As I said, relative is relative.
We are currently breaking Paris of the habit of crawling into our bed and taking up 70% of available real estate EVERY SINGLE NIGHT. Until recently, our mattress was extremely uncomfortable and truth be told V and I almost raced each other to nab hers when that moment occurred in the wee hours of the morning. However, her area requirements are growing AND we bought a more comfortable mattress, so we heralded change in this area to go with the changes in every other area of her life this year. It is an ongoing process.
She went REALLY well last night - only one 3:30am sneak in for a cuddle and return to her own bed. I was very chuffed at her and vowed to myself that the promise of scrambled eggs was as good as cooked.

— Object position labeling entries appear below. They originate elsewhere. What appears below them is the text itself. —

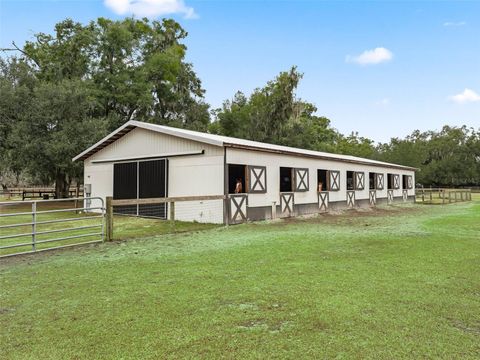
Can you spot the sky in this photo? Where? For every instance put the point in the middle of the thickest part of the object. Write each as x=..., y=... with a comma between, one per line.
x=382, y=69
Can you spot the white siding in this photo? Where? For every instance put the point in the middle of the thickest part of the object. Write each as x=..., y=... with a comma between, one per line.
x=187, y=175
x=273, y=162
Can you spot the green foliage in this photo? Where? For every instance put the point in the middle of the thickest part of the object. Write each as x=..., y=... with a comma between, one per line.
x=273, y=114
x=69, y=88
x=450, y=157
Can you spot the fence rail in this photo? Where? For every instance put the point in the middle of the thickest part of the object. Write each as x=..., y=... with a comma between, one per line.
x=38, y=192
x=171, y=201
x=27, y=227
x=442, y=195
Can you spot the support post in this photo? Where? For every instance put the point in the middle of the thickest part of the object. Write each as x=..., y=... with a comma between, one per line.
x=172, y=212
x=109, y=218
x=34, y=225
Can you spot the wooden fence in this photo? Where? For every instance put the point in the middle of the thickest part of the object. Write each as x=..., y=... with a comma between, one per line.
x=110, y=203
x=442, y=196
x=38, y=192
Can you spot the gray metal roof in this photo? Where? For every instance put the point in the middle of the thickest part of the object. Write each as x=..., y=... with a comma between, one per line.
x=219, y=140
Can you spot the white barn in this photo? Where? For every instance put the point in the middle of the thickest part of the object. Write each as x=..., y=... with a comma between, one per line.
x=142, y=160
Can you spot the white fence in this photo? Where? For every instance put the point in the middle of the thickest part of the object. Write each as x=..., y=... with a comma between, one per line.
x=39, y=225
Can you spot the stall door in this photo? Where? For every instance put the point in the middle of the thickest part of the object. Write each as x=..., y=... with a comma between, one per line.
x=140, y=180
x=125, y=186
x=152, y=181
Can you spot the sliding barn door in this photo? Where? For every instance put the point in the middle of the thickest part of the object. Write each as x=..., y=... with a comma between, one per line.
x=141, y=180
x=125, y=186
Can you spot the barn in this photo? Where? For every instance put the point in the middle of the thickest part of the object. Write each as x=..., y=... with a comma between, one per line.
x=143, y=161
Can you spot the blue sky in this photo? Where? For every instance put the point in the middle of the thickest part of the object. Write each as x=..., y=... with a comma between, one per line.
x=424, y=73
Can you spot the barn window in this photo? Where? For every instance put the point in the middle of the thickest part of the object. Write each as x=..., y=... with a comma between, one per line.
x=286, y=183
x=334, y=184
x=359, y=180
x=257, y=179
x=371, y=181
x=237, y=173
x=350, y=180
x=405, y=182
x=301, y=179
x=322, y=180
x=379, y=181
x=389, y=181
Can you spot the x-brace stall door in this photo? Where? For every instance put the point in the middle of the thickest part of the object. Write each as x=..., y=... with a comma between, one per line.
x=334, y=180
x=286, y=203
x=238, y=208
x=379, y=181
x=257, y=179
x=396, y=181
x=359, y=180
x=409, y=182
x=390, y=196
x=323, y=201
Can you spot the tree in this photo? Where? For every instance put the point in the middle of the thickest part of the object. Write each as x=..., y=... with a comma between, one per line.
x=68, y=89
x=274, y=114
x=450, y=157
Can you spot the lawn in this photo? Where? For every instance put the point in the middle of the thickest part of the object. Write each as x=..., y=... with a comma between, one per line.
x=397, y=282
x=89, y=223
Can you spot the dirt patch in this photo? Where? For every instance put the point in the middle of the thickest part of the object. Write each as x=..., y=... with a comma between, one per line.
x=473, y=329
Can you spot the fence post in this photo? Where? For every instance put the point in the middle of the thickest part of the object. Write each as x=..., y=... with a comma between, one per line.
x=109, y=218
x=172, y=212
x=34, y=225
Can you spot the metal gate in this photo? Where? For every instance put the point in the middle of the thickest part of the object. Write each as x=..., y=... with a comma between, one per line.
x=39, y=225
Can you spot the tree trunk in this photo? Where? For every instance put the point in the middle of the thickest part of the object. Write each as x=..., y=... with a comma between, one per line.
x=61, y=185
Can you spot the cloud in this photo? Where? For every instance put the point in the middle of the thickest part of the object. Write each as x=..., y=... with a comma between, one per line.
x=150, y=8
x=454, y=24
x=371, y=57
x=383, y=102
x=466, y=96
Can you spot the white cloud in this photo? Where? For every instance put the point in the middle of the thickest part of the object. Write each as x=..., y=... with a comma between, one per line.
x=383, y=102
x=371, y=57
x=150, y=8
x=468, y=95
x=454, y=24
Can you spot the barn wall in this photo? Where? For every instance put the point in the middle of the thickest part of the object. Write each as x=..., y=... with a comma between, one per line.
x=273, y=162
x=187, y=175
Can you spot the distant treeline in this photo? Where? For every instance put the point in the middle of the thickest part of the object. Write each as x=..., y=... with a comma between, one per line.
x=62, y=92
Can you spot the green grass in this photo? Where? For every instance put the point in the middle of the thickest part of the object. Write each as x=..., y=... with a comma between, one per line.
x=125, y=227
x=397, y=282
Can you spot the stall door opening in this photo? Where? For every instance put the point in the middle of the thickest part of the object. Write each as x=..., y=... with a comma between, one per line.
x=286, y=183
x=152, y=183
x=125, y=186
x=237, y=174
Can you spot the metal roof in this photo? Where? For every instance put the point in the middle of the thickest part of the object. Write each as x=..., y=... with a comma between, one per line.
x=226, y=141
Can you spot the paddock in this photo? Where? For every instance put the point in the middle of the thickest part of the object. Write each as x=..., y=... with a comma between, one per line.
x=147, y=161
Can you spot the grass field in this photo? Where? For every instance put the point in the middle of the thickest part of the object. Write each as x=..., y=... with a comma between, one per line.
x=125, y=227
x=397, y=282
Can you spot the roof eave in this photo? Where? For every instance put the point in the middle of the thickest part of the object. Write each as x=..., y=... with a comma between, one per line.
x=323, y=157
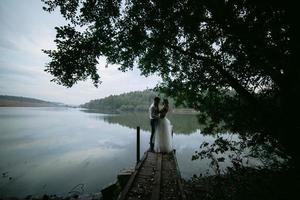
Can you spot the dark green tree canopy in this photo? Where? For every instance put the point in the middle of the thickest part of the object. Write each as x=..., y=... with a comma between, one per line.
x=232, y=59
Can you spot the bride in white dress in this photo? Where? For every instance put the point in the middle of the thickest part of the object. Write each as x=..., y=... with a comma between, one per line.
x=163, y=133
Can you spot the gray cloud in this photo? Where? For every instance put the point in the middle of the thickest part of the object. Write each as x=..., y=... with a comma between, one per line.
x=25, y=30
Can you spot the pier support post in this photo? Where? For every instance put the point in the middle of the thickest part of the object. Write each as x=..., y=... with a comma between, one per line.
x=137, y=144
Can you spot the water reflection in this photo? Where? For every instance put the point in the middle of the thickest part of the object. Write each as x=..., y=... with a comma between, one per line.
x=51, y=150
x=182, y=123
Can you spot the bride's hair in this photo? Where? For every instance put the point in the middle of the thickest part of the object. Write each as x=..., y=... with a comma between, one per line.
x=166, y=102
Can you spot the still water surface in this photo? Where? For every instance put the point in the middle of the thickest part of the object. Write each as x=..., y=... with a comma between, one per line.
x=51, y=150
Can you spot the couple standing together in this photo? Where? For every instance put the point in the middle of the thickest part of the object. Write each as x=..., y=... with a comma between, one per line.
x=161, y=128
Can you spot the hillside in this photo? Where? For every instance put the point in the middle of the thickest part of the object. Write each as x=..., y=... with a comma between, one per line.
x=15, y=101
x=132, y=101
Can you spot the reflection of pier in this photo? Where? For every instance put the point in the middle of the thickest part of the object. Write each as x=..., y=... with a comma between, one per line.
x=156, y=176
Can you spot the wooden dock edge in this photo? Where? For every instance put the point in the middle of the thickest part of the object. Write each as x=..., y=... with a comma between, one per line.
x=156, y=190
x=179, y=182
x=124, y=192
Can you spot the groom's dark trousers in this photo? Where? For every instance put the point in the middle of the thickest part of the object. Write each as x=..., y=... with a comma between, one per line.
x=153, y=123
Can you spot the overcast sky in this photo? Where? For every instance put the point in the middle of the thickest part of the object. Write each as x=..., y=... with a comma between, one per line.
x=25, y=29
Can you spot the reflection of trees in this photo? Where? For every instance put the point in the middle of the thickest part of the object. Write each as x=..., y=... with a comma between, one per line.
x=182, y=123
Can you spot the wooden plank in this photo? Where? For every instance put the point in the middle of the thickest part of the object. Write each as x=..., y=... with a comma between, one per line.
x=156, y=189
x=183, y=197
x=132, y=178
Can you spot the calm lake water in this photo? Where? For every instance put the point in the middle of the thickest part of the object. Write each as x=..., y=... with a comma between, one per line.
x=53, y=150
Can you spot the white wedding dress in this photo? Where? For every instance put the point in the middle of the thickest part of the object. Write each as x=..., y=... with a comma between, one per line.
x=163, y=136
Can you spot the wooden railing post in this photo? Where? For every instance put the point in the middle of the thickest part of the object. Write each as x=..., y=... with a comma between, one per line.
x=137, y=144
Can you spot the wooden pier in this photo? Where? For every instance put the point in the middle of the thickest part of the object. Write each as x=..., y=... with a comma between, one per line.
x=156, y=177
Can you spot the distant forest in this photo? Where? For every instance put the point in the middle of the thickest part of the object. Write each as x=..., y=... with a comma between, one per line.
x=132, y=101
x=15, y=101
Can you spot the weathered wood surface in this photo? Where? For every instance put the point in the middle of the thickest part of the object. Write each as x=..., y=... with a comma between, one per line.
x=156, y=177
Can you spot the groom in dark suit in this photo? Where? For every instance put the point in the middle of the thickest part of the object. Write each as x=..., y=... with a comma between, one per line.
x=154, y=116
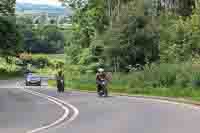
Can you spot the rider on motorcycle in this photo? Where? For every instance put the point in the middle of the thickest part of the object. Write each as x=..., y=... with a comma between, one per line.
x=101, y=75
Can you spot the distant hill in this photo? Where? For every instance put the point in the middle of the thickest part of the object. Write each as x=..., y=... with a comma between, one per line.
x=36, y=8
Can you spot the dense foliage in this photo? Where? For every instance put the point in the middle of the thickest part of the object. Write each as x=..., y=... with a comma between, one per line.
x=120, y=34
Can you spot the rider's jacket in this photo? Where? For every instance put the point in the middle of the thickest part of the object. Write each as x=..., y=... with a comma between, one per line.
x=99, y=77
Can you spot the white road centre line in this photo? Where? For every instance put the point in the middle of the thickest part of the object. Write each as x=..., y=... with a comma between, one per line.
x=57, y=101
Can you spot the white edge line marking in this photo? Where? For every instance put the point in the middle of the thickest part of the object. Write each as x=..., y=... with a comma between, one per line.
x=56, y=101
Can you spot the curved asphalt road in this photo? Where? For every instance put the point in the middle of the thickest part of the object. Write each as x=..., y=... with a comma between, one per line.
x=108, y=115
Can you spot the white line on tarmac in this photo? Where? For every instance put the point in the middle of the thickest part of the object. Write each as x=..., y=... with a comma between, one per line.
x=56, y=101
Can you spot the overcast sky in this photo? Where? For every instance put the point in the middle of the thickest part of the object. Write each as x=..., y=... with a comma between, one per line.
x=49, y=2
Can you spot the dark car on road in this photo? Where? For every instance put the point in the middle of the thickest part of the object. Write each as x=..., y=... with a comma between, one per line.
x=32, y=79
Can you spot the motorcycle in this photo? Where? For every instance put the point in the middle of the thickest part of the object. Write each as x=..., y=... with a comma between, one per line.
x=103, y=91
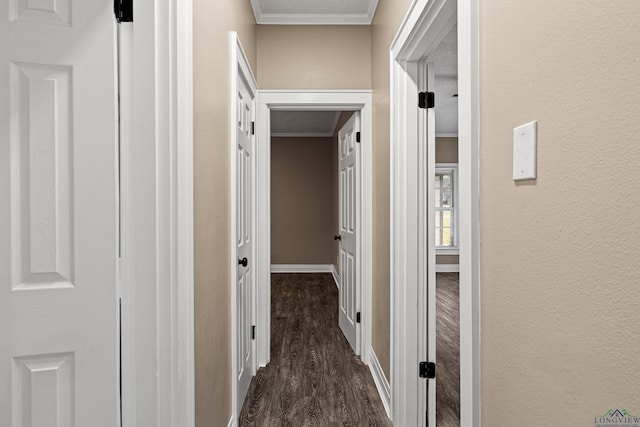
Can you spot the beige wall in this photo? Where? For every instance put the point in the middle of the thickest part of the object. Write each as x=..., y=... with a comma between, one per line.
x=212, y=200
x=302, y=200
x=386, y=22
x=560, y=256
x=314, y=57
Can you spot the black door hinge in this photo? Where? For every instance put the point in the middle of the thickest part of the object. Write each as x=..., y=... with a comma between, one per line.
x=426, y=99
x=123, y=10
x=427, y=370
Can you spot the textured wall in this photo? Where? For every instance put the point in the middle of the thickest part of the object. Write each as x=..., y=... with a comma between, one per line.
x=302, y=200
x=212, y=200
x=314, y=57
x=386, y=22
x=560, y=256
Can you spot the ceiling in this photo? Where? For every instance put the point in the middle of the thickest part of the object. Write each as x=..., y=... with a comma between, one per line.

When I had finished my morning rituals including the promised eggs, I went in to waken her for the start to her new day, the new month and the new attitude to life, and...
I awakened a GOLDEN child. From her eyelashes to her toes, there was glitter. The trail of glitter across the books at her bedside (and strangely, bottle of nail polish. Huh?), pooled throughout her bed and piling underneath the bed belied a saga of a little girl who had a glitter nailpolish desire after lights out, and how it went so HORRIBLY wrong.
The poor darling.
No amount of showering, scrubbing and empowering discussion would erase the hue, the tone and the fear of eternal chastisement from the THEM at school and she never, ever wanted to leave the house again.
It was a VERY LONG MORNING. The eggs helped a little. The promise of school swimming today had torrential repercussions. There was the leading with the front foot lecture (where the title of this post comes from). The negotiations required were very delicate, pivoting precariously at every juncture.
When we got to the classroom this morning, she was slightly buoyed by the greeting of one which didn't SEEM to be too mean. The teacher had just dealt with one child broken down by the lack of her swimming bag, and greeted Paris with "well, at least you aren't crying and you have your togs, hooray!"
I advised her of our morning and she remarked "you look quite glorious yourself" to me. When I told her of Paris' big fear, she deserved every shekel of her salary when she responded "Oh darling, they won't laugh at you. They will be jealous. You look FANTASTIC!"